Harvest *drama* 2023
If you know me personally, you know I love *drama*, so considering my harvest plans for 2023 changed like every other day, involved two continents, and also a few bureaucracy battles, this one was a good one. And again, if you know me personally, you know I have been trying to get my residency here in Spain for the past year or so, it’s really all I talked about and is ultimately what decided my course for the vintage of 2023. This visa issue is now resolved and fortunately, I will now need to find a new personality and pastime.
So.

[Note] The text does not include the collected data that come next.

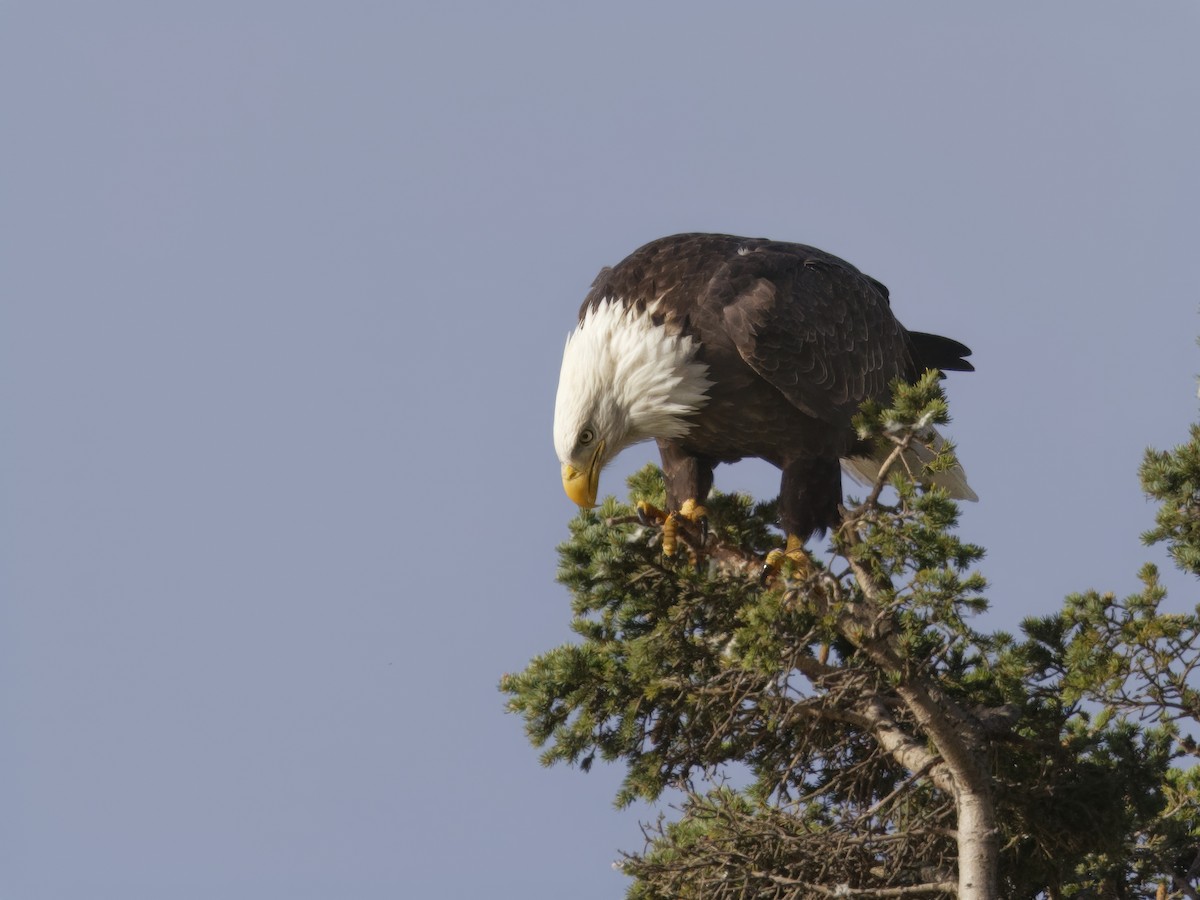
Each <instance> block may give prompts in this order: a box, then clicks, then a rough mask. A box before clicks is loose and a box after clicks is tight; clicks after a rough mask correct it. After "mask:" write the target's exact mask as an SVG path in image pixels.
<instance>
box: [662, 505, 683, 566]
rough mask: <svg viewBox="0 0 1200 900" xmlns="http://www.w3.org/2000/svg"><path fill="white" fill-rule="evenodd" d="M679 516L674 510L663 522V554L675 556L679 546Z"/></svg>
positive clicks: (662, 542)
mask: <svg viewBox="0 0 1200 900" xmlns="http://www.w3.org/2000/svg"><path fill="white" fill-rule="evenodd" d="M678 534H679V517H678V516H677V515H676V514H674V512H672V514H671V515H668V516H667V517H666V521H664V522H662V556H665V557H673V556H674V552H676V550H677V548H678Z"/></svg>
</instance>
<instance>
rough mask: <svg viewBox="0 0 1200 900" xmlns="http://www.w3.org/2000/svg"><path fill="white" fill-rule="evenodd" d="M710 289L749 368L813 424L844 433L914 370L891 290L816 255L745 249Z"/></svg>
mask: <svg viewBox="0 0 1200 900" xmlns="http://www.w3.org/2000/svg"><path fill="white" fill-rule="evenodd" d="M709 289H710V290H712V292H715V293H716V294H720V295H722V296H721V299H722V300H724V304H722V316H724V322H725V326H726V329H727V332H728V335H730V337H731V340H732V341H733V343H734V346H736V347H737V350H738V353H739V354H740V355H742V358H743V359H744V360H745V361H746V364H748V365H749V366H750V367H751V368H754V370H755V372H757V373H758V374H760V376H761V377H762V378H764V379H766V380H767V382H769V383H770V384H773V385H774V386H775V388H776V389H779V390H780V391H781V392H782V394H784V395H785V396H786V397H787V398H788V401H791V402H792V404H793V406H796V407H797V408H798V409H800V410H803V412H804V413H806V414H809V415H811V416H814V418H816V419H820V420H823V421H828V422H835V424H848V422H850V419H851V418H852V416H853V415H854V413H856V412H857V410H858V407H859V404H860V403H862V402H863V401H864V400H866V398H868V397H876V396H880V395H881V394H883V392H884V391H886V390H887V388H888V384H889V382H892V379H894V378H895V377H896V376H900V374H905V376H907V374H908V373H910V372H911V370H912V356H911V352H910V347H908V337H907V332H906V331H905V329H904V326H902V325H901V324H900V323H899V322H898V320H896V318H895V316H893V314H892V308H890V305H889V302H888V294H887V288H884V287H883V286H882V284H880V283H878V282H877V281H875V280H874V278H870V277H868V276H866V275H863V274H862V272H859V271H858V270H857V269H856V268H854V266H852V265H851V264H850V263H846V262H844V260H841V259H838V258H836V257H833V256H830V254H828V253H823V252H822V251H818V250H816V248H814V247H805V246H803V245H779V244H772V242H763V244H762V245H758V246H754V245H752V244H751V245H748V246H744V247H742V248H740V250H739V251H738V256H737V258H736V259H731V260H730V262H727V263H726V265H725V266H724V268H722V270H721V271H720V272H718V274H716V275H715V276H714V278H713V281H712V282H710V283H709Z"/></svg>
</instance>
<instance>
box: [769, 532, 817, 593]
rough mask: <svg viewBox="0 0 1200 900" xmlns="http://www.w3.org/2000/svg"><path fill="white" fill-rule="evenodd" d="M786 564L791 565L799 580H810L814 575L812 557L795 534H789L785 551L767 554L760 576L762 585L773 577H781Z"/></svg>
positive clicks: (773, 551) (801, 542) (803, 543)
mask: <svg viewBox="0 0 1200 900" xmlns="http://www.w3.org/2000/svg"><path fill="white" fill-rule="evenodd" d="M784 563H791V564H792V571H793V572H794V574H796V576H797V577H799V578H808V577H809V576H810V575H811V574H812V557H810V556H809V552H808V551H806V550H805V548H804V541H803V540H800V539H799V538H797V536H796V535H794V534H788V535H787V545H786V546H785V547H784V550H773V551H770V553H768V554H767V560H766V562H764V563H763V565H762V574H761V575H760V576H758V581H760V583H766V582H767V580H768V578H770V577H772V576H774V575H779V572H780V570H782V568H784Z"/></svg>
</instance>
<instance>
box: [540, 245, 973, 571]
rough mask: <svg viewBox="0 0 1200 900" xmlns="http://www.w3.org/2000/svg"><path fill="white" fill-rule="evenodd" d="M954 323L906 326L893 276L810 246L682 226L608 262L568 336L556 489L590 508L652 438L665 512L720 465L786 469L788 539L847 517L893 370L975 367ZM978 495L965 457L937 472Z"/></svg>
mask: <svg viewBox="0 0 1200 900" xmlns="http://www.w3.org/2000/svg"><path fill="white" fill-rule="evenodd" d="M970 353H971V350H970V349H967V348H966V347H965V346H964V344H961V343H959V342H958V341H952V340H950V338H948V337H941V336H938V335H929V334H923V332H919V331H908V330H906V329H905V328H904V325H901V324H900V323H899V322H898V320H896V318H895V316H893V313H892V307H890V304H889V301H888V290H887V288H886V287H883V284H881V283H880V282H877V281H875V280H874V278H871V277H869V276H866V275H863V274H862V272H860V271H858V269H856V268H854V266H853V265H851V264H850V263H846V262H845V260H842V259H839V258H838V257H834V256H832V254H829V253H826V252H823V251H820V250H816V248H815V247H809V246H805V245H802V244H785V242H781V241H772V240H766V239H749V238H738V236H734V235H727V234H677V235H672V236H670V238H661V239H659V240H655V241H652V242H649V244H647V245H646V246H643V247H641V248H640V250H636V251H634V253H632V254H630V256H629V257H628V258H625V259H624V260H623V262H622V263H618V264H617V265H616V266H612V268H605V269H601V271H600V274H599V276H596V280H595V281H594V282H593V284H592V290H590V292H589V293H588V295H587V298H586V299H584V301H583V305H582V307H581V308H580V317H578V324H577V325H576V328H575V330H574V331H572V332H571V334H570V335H569V336H568V338H566V349H565V350H564V353H563V367H562V372H560V374H559V382H558V395H557V400H556V406H554V449H556V452H557V455H558V460H559V462H560V463H562V467H563V472H562V474H563V487H564V490H565V491H566V494H568V497H570V499H571V500H574V502H575V503H576V504H578V505H580V506H594V505H595V500H596V493H598V490H599V478H600V470H601V469H602V468H604V467H605V466H606V464H607V463H608V462H610V461H611V460H612V458H613V457H614V456H617V454H619V452H620V451H622V450H623V449H624V448H626V446H629V445H630V444H635V443H637V442H641V440H649V439H654V440H655V442H658V445H659V450H660V454H661V457H662V472H664V475H665V480H666V490H667V503H668V505H670V506H671V508H672V510H679V509H682V508H684V506H685V505H686V506H692V508H694V505H697V504H702V503H703V502H704V499H706V497H707V496H708V492H709V490H710V488H712V486H713V468H714V467H715V466H716V464H718V463H722V462H734V461H737V460H742V458H745V457H757V458H761V460H766V461H768V462H770V463H772V464H774V466H776V467H778V468H779V469H781V472H782V479H781V484H780V496H779V515H780V524H781V526H782V528H784V529H785V530H786V533H787V535H788V547H790V548H793V547H794V546H797V545H799V546H800V547H803V542H804V541H805V540H806V539H809V538H810V536H812V535H814V534H816V533H823V532H824V529H827V528H829V527H832V526H835V524H836V523H838V522H839V521H840V516H839V505H840V504H841V500H842V493H841V468H840V467H846V469H847V470H848V472H850V474H852V475H854V476H857V478H859V479H860V480H868V481H870V480H872V479H874V475H875V473H877V472H878V466H880V464H881V462H882V457H877V458H872V456H871V455H872V452H877V451H876V450H875V448H872V446H870V445H866V444H864V443H863V442H862V440H859V438H858V436H857V434H856V432H854V428H853V427H852V425H851V419H852V416H853V415H854V414H856V413H857V410H858V408H859V406H860V403H862V402H863V401H865V400H868V398H886V397H887V395H888V385H889V383H890V382H892V380H893V379H895V378H896V377H900V378H904V379H908V380H912V379H914V378H917V377H918V376H919V374H920V373H923V372H924V371H925V370H926V368H936V370H955V371H973V366H972V365H971V364H970V362H968V361H967V360H966V359H965V358H966V356H968V355H970ZM932 480H934V481H935V482H936V484H940V485H942V486H943V487H946V488H947V490H948V491H949V493H950V494H952V496H953V497H956V498H962V499H976V496H974V492H973V491H972V490H971V487H970V486H968V485H967V482H966V479H965V476H964V473H962V472H961V469H959V470H952V472H946V473H938V474H937V475H935V476H934V478H932Z"/></svg>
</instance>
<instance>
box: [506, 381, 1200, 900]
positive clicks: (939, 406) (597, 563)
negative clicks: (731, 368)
mask: <svg viewBox="0 0 1200 900" xmlns="http://www.w3.org/2000/svg"><path fill="white" fill-rule="evenodd" d="M947 420H948V414H947V407H946V401H944V397H943V395H942V392H941V388H940V385H938V382H937V379H936V377H934V374H932V373H930V374H928V376H926V377H924V378H923V379H920V380H919V382H918V383H917V384H913V385H906V384H896V385H894V390H893V400H892V402H890V406H889V407H887V408H884V407H881V406H878V404H868V406H866V407H864V409H863V412H862V414H860V416H859V418H858V420H857V422H856V426H857V427H858V430H859V433H860V434H862V436H863V437H864V438H866V439H871V440H876V442H882V443H884V444H887V445H890V446H892V448H893V452H892V456H890V460H889V463H888V464H887V466H886V467H884V469H883V472H881V475H880V481H878V482H877V484H876V485H875V486H874V487H872V488H871V490H870V492H869V493H868V496H866V497H865V498H864V499H862V500H854V502H851V503H850V505H848V506H847V509H846V510H845V515H844V521H842V524H841V527H840V528H839V529H838V530H836V533H834V534H833V535H832V540H830V547H829V553H828V557H827V558H826V559H824V560H823V562H818V563H816V564H815V566H814V568H812V569H811V571H806V572H794V571H792V570H790V569H787V568H786V566H785V569H784V571H781V572H780V574H779V575H778V576H774V577H770V578H768V580H767V581H766V583H764V582H763V578H762V577H761V571H762V559H763V557H764V554H766V553H767V551H768V550H770V548H772V547H773V546H774V545H775V544H776V542H778V540H779V538H778V534H775V533H774V532H773V529H772V522H773V521H774V517H775V505H774V503H755V502H752V500H751V499H749V498H746V497H744V496H738V494H716V496H714V497H713V498H710V500H709V503H708V504H707V508H708V516H709V530H708V533H706V534H700V533H697V532H696V530H694V529H692V528H691V527H690V526H689V524H688V523H682V524H680V534H679V540H678V542H679V545H680V548H679V551H678V552H677V553H676V556H673V557H671V558H665V557H664V554H662V535H661V530H660V529H659V528H658V527H656V526H649V524H644V523H643V522H642V521H641V520H640V518H638V516H637V514H636V511H635V510H636V503H637V502H638V500H646V502H649V503H652V504H659V505H661V504H662V502H664V487H662V478H661V473H660V472H659V470H658V469H656V468H654V467H647V468H646V469H643V470H642V472H640V473H637V474H636V475H634V476H632V478H631V479H630V482H629V488H630V500H629V503H620V502H618V500H616V499H613V498H610V499H607V500H606V502H605V504H604V506H602V508H600V509H599V510H587V511H583V512H581V514H580V515H578V516H577V517H576V518H575V520H574V521H572V522H571V524H570V539H569V540H568V541H566V542H564V544H563V545H562V546H560V547H559V553H560V568H559V575H558V577H559V581H560V582H562V583H563V584H565V586H566V587H568V589H569V590H570V593H571V598H572V600H571V610H572V620H571V626H572V629H574V630H575V631H576V634H577V635H578V640H577V641H576V642H574V643H569V644H565V646H562V647H558V648H554V649H552V650H550V652H547V653H545V654H542V655H540V656H538V658H536V659H534V660H533V661H532V662H530V664H529V665H528V667H527V668H526V670H524V671H523V672H520V673H517V674H510V676H505V677H504V678H503V679H502V683H500V686H502V690H503V691H505V692H506V694H508V695H509V708H510V709H511V710H512V712H516V713H518V714H520V715H522V716H523V719H524V722H526V728H527V732H528V736H529V738H530V740H532V742H533V743H534V744H535V745H539V746H542V748H544V750H542V756H541V758H542V761H544V762H545V763H546V764H552V763H557V762H566V763H570V764H574V766H577V767H580V768H581V769H583V770H587V769H589V768H590V766H592V764H593V762H594V761H595V760H596V758H598V757H599V758H600V760H604V761H607V762H619V763H623V764H624V768H625V778H624V781H623V785H622V787H620V791H619V793H618V796H617V803H618V804H622V805H623V804H628V803H630V802H632V800H634V799H638V798H641V799H646V800H652V802H659V800H664V799H667V800H671V814H670V815H668V814H667V812H664V814H662V815H660V817H659V821H658V822H655V823H652V824H647V826H644V828H643V830H644V832H646V846H644V848H643V850H642V851H640V852H636V853H629V854H626V856H625V857H624V858H623V860H622V868H623V870H624V871H625V874H628V875H629V876H630V877H631V880H632V882H631V887H630V888H629V896H630V898H631V899H635V900H660V899H661V900H666V899H668V898H706V899H708V898H713V899H714V900H724V899H725V898H773V899H780V900H782V899H791V898H797V899H798V898H821V896H830V898H926V896H928V898H937V896H959V898H962V899H964V900H966V899H967V898H971V899H978V898H989V899H990V898H1000V896H1003V898H1030V899H1031V900H1032V899H1033V898H1042V896H1044V898H1051V899H1052V898H1072V896H1074V898H1085V896H1096V898H1102V896H1103V898H1139V896H1151V895H1156V894H1157V896H1159V898H1166V896H1180V898H1182V896H1187V898H1193V900H1196V899H1198V898H1200V893H1198V886H1200V767H1198V766H1196V764H1195V762H1196V744H1195V740H1194V738H1195V733H1196V727H1198V725H1200V691H1198V690H1196V679H1198V670H1200V606H1198V607H1195V608H1194V610H1193V611H1192V612H1169V611H1166V606H1165V592H1164V590H1163V588H1162V586H1160V584H1159V582H1158V575H1157V571H1156V570H1154V569H1153V566H1150V565H1147V566H1145V568H1144V569H1142V571H1141V578H1142V586H1144V587H1142V589H1141V590H1140V592H1139V593H1138V594H1135V595H1133V596H1129V598H1126V599H1123V600H1117V599H1116V598H1115V596H1112V595H1111V594H1098V593H1086V594H1079V595H1073V596H1070V598H1067V600H1066V602H1064V604H1063V605H1062V608H1061V610H1060V611H1058V612H1057V613H1054V614H1049V616H1043V617H1034V618H1030V619H1027V620H1026V622H1025V623H1022V626H1021V635H1020V636H1014V635H1009V634H1006V632H1002V631H991V632H988V631H980V630H978V629H977V628H976V626H974V625H973V624H972V623H973V619H974V617H976V614H977V613H979V612H980V611H983V610H984V608H986V600H985V590H986V583H985V581H984V577H983V575H982V574H980V572H979V571H978V570H977V565H978V564H979V563H980V560H982V558H983V550H982V548H980V547H978V546H974V545H972V544H968V542H965V541H962V540H961V539H960V538H959V536H958V535H956V534H955V527H956V522H958V509H956V506H955V504H954V503H953V502H952V500H949V499H948V498H947V497H946V494H944V493H942V492H941V491H938V490H936V488H934V490H925V488H923V487H922V486H920V481H922V475H923V474H924V473H922V472H912V470H908V469H907V468H906V466H905V457H904V452H902V451H904V450H905V448H907V446H908V445H911V444H912V443H913V442H919V440H923V438H924V437H925V436H926V434H928V428H929V426H930V425H940V424H944V422H946V421H947ZM931 464H932V466H934V467H944V466H953V464H955V463H954V457H953V448H950V446H947V448H943V449H942V450H941V452H940V454H938V455H937V458H936V460H935V461H934V463H931ZM1141 476H1142V484H1144V486H1145V490H1146V491H1147V492H1148V493H1150V494H1151V496H1152V497H1153V498H1154V499H1157V500H1159V502H1160V504H1162V506H1160V512H1159V517H1158V527H1157V528H1156V529H1154V530H1152V532H1150V533H1148V534H1147V535H1146V539H1147V541H1166V542H1168V546H1169V550H1170V553H1171V556H1172V558H1174V559H1175V560H1176V562H1177V563H1178V565H1180V566H1181V568H1183V569H1184V570H1187V571H1192V572H1195V574H1200V428H1194V430H1193V432H1192V438H1190V440H1189V443H1188V444H1184V445H1183V446H1181V448H1177V449H1176V450H1175V451H1172V452H1168V454H1158V452H1153V451H1151V452H1147V456H1146V462H1145V464H1144V467H1142V472H1141Z"/></svg>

During the Spring of 2023 I was applying for harvest internships in California and Oregon, deciding to take a small break from the personal winemaking adventure and work a harvest out west. I was eager to learn from an amazing estate like Littorai, and have some fun going back to the California cellar rat days of working long shifts on the crush pad and living off a 90% burrito diet. I also wanted a pulse check on whether I was interested in working for a winery in the US (as I’m applying for Spanish residency, I know). But fate had other plans.
I quickly learned I was not allowed to leave Spain and work in the US while my papers were being processed (which makes sense), but was assured I would be good to go by the end of July. So I planned a trip back home to Colorado in late July and interviewed to work harvest in Spain for a winery in Malaga. As time passed, this seemed less possible, so I pushed my US plans to August/September and decided to make my own wine in Gunnison, CO with Buckel Family Wine, I was thinking of an aromatic white like Riesling. By August, time crept up on this plan and as the harvest in Gredos was very early this year with the hot weather I assumed I was too late and began to accept I might not work harvest at all this year.
But I couldn’t just do nothing... So, very last minute I was able to source a small amount of fruit in Gredos, about 600kg of Garnacha from the same vineyard I used last year. It was a very hot and dry year, so the grapes were harvested a month ahead of when they were last year (eek climate change). However, the conditions gave the fruit a lot of concentration and I am excited for the resulting wine. It made me so happy to have a fermentation to tend to and just participate and appreciate the process. And as I make my wine in a shared winery with a lot of other winemakers who are my friends, it feels good to be involved and see everyone at the bodega, helping each other with punch-downs, and tasting each other’s grapes.
Garnacha in Gredos, harvested August 20th
Around mid-September, just when my wine was finished fermenting, and I could close the lid on the tank, I got approval for my residency. Yay! My primary motivation was to go home and see my family (specifically surprise my dad for his 60th birthday). But of course, I couldn’t help but reach out to the Buckel’s and ask when they were harvesting their red grapes, to see if I still had a shot at making some Colorado wine. It turns out they were bringing in Cabernet Franc on October 6th. Opposite to Spain’s dry, hot year, Colorado had an abundance of snowmelt/water and a temperate summer, making for a later harvest and an abundance of fruit. I needed to decide fast, but pulled the trigger and said yes to making a little more wine!
Pressing off my Cabernet Franc in Colorado (October 16th)
If anything the harvest of 2023 was about relinquishing control, staying patient, and enjoying what you can. Which turned into more than I even imagined, making wine on two different continents with the help of friends and family in both Spain and the US. And I’m really excited to be able to share some wine with all of my American friends and family now that there’s a fermentation going stateside. The drama was worth it.